ExoLance: Preliminary Modeling for Penetration Effectiveness
Aerojet Rocketdyne has been performing modeling of the Mars penetrators under internal funding as in-kind support for the ExoLance project. This work uses an industry standard simulation known as hydrocode modeling. In the hydrocode model, a grid is generated to represent the material that the penetrator is impacting and the model is run to determine the depth of penetration for various parameters such as penetrator mass, shape, initial velocity at impact and angle of entry. In order to use the hydrocode model as a design tool, it is first necessary to calibrate the model against a known test result.

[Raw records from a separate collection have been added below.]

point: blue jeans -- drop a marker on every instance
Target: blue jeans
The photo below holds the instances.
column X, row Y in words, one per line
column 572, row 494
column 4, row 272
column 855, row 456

Since the DS-2 project did extensive testing in the 1990’s on simulated Martian soils, we elected to use it as our calibration case.

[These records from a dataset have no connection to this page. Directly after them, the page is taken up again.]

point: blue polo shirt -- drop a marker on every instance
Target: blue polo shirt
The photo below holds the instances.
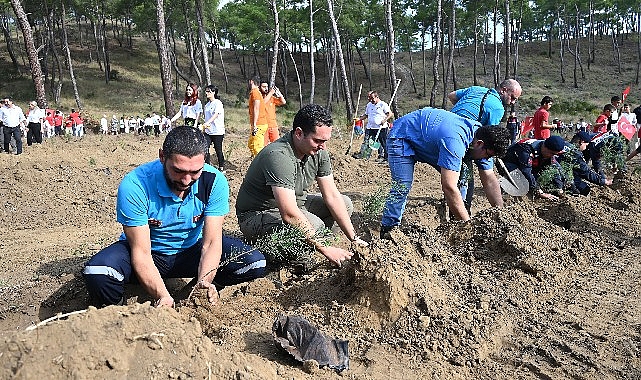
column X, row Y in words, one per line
column 144, row 197
column 469, row 105
column 437, row 137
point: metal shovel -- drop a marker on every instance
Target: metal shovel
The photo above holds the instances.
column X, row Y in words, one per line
column 514, row 183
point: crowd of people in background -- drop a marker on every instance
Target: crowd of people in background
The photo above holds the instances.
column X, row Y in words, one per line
column 36, row 124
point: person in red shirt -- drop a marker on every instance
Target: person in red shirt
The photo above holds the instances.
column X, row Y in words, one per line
column 57, row 123
column 602, row 122
column 540, row 120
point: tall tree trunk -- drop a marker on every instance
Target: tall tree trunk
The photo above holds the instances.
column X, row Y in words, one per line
column 34, row 62
column 331, row 63
column 162, row 45
column 300, row 87
column 519, row 24
column 56, row 71
column 591, row 41
column 561, row 56
column 636, row 80
column 424, row 59
column 96, row 38
column 65, row 43
column 390, row 46
column 105, row 46
column 451, row 36
column 272, row 75
column 311, row 53
column 341, row 61
column 4, row 24
column 615, row 50
column 220, row 53
column 203, row 40
column 476, row 51
column 437, row 47
column 497, row 63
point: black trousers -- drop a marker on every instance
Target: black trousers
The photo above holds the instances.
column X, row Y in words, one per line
column 34, row 133
column 17, row 135
column 217, row 140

Figure 1 shows the DS-2 penetrator as configured for the tests.
Figure 2 shows the test set-up including the gas gun used to accelerate the penetrator to a velocity of 200 m/s at impact.
The test results for a 90 degree impact (normal to the surface) from test firing shot number 9 were as follows:
- Shot #9 Target: clay
- Forebody penetration (m) 0.38
- Aftbody penetration (m) 0.2
- Impact speed (m/s) 172
- Incidence (deg) 90
The first movie shows the results of the preliminary hydrocode modeling. After selecting a soil composition that matched the clay type soil used in the test, the model was run with a DS-2 penetrator design and the grid mesh was adjusted until the results shown below were achieved.

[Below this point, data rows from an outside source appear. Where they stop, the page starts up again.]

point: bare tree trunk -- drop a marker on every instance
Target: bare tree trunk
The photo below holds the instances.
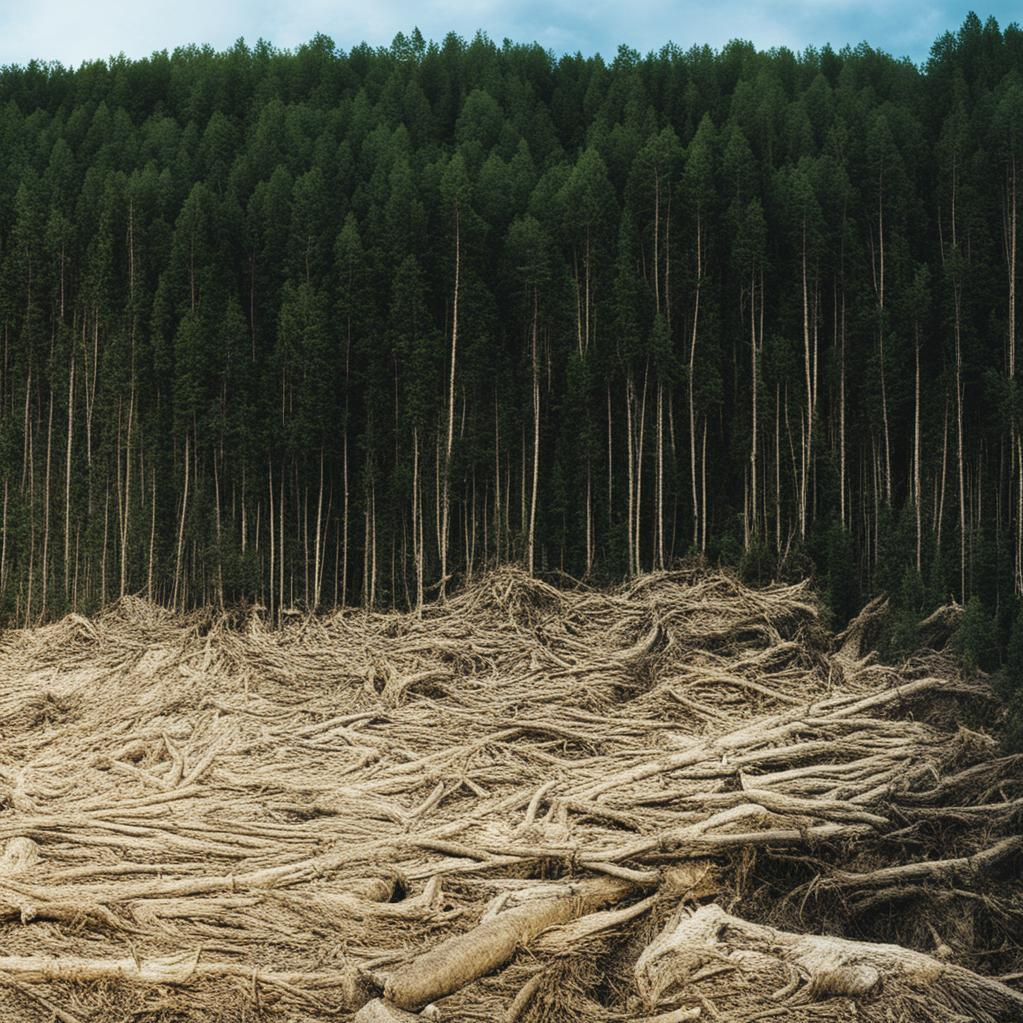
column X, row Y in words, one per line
column 693, row 361
column 125, row 519
column 631, row 472
column 271, row 523
column 752, row 529
column 659, row 485
column 451, row 391
column 152, row 536
column 181, row 528
column 916, row 451
column 46, row 503
column 317, row 549
column 530, row 546
column 71, row 430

This result shows the penetrator entering and generating a small spray of ejecta as it burrows down past 10 cm. At approximately 0.9 milliseconds, as the penetrator is passing through 10 cm, the ejecta pattern resembles a classic cratering process with a small cone forming on the surface. Of course, in the actual impact, the aftbody will be interacting with this region. One millisecond later the tunnel has reached 20 cm depth and the tunnel is now showing signs of tapering on the walls. The penetrator comes to rest at approximately 39 cm depth in approximately 10 milliseconds. This compares very favorably with the measured DS-2 results shown above.
A second case was run to document the sensitivity to off-nominal entrance angles. In this case, the penetrator enters at a 70 degree angle relative to the surface. As you can see from the movie, the penetration depth is reduced to approximately 25 cm. As is evident from the simulation, the penetrator body “slides” a little sideways into the soil, causing the tunnel to be wider and also reducing the ultimate depth.